How the Trump Oligarchy Works: The Case of Stephen Schwarzman
Blackstone was in the news Wednesday because it’s creating a new business unit to tap private equity’s prospective new market in 401(k) plans. Private equity, which used to be called leveraged buyouts before the junk-bond king Michael Milken gave them a bad name, is a largely unregulated extractive financial industry wherein a firm purchases an existing business with borrowed capital; assigns that debt to the business in question; charges management fees to the business for cutting overhead (typically through layoffs); and then resells whatever’s left, typically but not always in a public offering.
Like much of the shadow banking world, private equity can be highly lucrative, but it also entails risk that nobody will want to buy the stripped-down, debt-burdened asset in question. (Indeed, there’s some worry private equity will take down the entire economy.) Consequently, private equity investment has in the past been limited to wealthy investors and large professionally managed funds that can tolerate significant losses.

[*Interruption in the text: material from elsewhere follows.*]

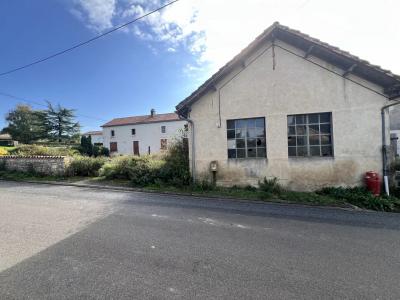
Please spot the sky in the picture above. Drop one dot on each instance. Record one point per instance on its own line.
(161, 59)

But there are only so many of those, so the private equity industry started lobbying the federal government to give it access to defined-contribution pensions, such as 401(k)s. “In life, you have to have a dream,” Schwarzman said on a conference call with financial analysts in 2017. “And one of the dreams is our desire—and the market’s need—to have more access” to the savings of ordinary people.
In 2020, the Trump Labor Department signaled informally that a retirement adviser wouldn’t violate his fiduciary duty if he recommended that a defined-contribution pension invest in private equity. But the following year, the Biden Labor Department distanced itself from that opinion. Then, this past August, the Labor Department, once again under Trump, distanced itself from that distancing.